How easy it was to make something out of nothing as a kid.
Samuel’s memory unlodged a memory of my own. It made me think of my first and third Sunday afternoons spent in the church. These afternoons were sacred – unchanging.
Some context: I grew up in suburb. My dad helped build a pretty sizable Nigerian-Igbo catholic community. There, I got a taste of Nigerian village life. Every adult there, was an “aunty” or “uncle”. Every adult there cared for my wellbeing. It’s a community I am still connected with today.
The Sunday after Trayvon died – the same aunty after the same church service served the same puff- puff, a Nigerian sweet bread, leftover from a party the day before with the same smile.

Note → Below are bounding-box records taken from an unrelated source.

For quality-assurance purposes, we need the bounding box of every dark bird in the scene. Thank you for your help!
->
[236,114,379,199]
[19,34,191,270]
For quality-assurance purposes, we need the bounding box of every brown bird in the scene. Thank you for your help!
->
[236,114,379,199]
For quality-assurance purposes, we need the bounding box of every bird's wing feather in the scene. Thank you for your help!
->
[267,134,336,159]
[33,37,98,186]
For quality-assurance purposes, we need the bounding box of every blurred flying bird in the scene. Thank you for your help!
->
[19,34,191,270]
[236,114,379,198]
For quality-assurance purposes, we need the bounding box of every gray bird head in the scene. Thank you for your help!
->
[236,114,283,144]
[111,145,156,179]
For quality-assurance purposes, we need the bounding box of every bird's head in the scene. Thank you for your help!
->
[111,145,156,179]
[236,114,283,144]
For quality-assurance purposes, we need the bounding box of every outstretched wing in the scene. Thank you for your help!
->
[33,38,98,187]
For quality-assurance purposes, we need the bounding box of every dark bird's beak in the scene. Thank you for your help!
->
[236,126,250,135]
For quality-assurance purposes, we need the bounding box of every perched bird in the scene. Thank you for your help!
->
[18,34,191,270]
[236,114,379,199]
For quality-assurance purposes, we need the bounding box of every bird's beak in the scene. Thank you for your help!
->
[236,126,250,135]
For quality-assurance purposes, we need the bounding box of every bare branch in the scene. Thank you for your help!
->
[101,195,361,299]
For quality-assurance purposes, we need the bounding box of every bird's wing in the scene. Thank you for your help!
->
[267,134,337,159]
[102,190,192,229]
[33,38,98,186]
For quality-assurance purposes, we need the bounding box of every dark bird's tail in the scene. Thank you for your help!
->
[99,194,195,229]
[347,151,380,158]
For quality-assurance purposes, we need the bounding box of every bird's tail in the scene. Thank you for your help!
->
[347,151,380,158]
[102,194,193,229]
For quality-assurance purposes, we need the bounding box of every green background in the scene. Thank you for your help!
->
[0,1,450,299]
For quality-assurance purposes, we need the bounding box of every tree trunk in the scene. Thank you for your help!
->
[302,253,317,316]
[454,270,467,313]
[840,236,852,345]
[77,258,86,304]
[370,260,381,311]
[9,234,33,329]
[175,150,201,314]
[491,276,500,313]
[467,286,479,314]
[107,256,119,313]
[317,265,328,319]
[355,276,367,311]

I contemplate and think how we were all in our own little dreamland.
I developed a liking to Alice in Wonderland animated content. It felt like a safe space amidst the madness of the real world. The absurdity made sense. I started to study and get into Carroll’s work – specifically his poems.
I started to emulate rhyming schemes and thought patterns. It felt freeing to write something in a “Carrollian” style.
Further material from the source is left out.